Now, add a second more specific overloaded method to the ChooseMethod class, and recompile it (but do not recompile the other class).

public void doSomething(Integer i) {
 System.out.println("Integer");
}

If you run the main again, the output is still Number.

Basically, because it was decided at compile time. If you recompile the MethodChooser class (the one with the main), and run the program again, the output will be Integer.

As such, if you want to force the selection of one of the overloaded methods, the type of the arguments must correspond with the type of the parameters at compile time, and not only at run time.

Overriding Method Selection at Run time

Again, the signature of the method is decided at compile time, but the actual implementation is decided at runtime.

Declare a class like this and compile it.

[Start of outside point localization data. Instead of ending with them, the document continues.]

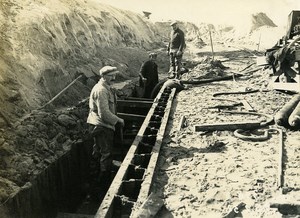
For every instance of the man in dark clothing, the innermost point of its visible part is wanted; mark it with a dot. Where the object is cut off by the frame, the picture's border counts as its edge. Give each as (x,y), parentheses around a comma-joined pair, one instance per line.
(149,75)
(176,47)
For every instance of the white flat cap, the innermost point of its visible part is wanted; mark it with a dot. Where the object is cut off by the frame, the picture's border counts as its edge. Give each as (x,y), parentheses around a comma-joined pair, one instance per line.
(108,70)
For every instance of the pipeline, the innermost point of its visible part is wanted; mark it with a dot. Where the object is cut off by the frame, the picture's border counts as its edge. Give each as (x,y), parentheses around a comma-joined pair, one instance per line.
(131,185)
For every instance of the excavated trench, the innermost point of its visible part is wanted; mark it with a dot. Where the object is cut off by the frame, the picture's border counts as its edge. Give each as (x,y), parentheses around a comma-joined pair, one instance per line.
(61,189)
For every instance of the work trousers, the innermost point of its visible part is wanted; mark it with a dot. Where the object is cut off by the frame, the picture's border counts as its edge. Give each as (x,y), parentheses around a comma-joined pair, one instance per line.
(102,149)
(175,61)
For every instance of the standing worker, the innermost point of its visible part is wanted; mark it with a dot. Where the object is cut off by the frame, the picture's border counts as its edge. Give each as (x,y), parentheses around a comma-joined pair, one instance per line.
(176,47)
(103,118)
(149,75)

public class ChooseMethodA {
   public void doSomething(Number n){
    System.out.println("Number A");
   }
}

Then declare a second extending class and compile:

public class ChooseMethodB extends ChooseMethodA {  }

And in the MethodChooser class you do:

public class MethodChooser {
    public static void main(String[] args) {
        ChooseMethodA m = new ChooseMethodB();
        m.doSomething(10);
    }
}

And if you run it you get the output Number A, and this is Ok, because the method has not been overriden in ChooseMethodB and therefore the implementation being invoked is that of ChooseMethodA.

Now, add an overriden method in MethodChooserB:

public void doSomething(Number n){
    System.out.println("Number B");
}

And recompile just this one, and run the main method again.

Now, you get the output Number B

As such, the implementation was chosen at runtime, and not recompilation of the MethodChooser class was required.

Answer 2

Polymorphism: Ability of different objects to receive same message and respond to differently.

Inheritance a way to achieve it, but not necessary. See Duck Typing

Overloading of a method is 'compile time syntax helper'- as every method gets a unique signature after compilation. Not really anything to do with polymorphism.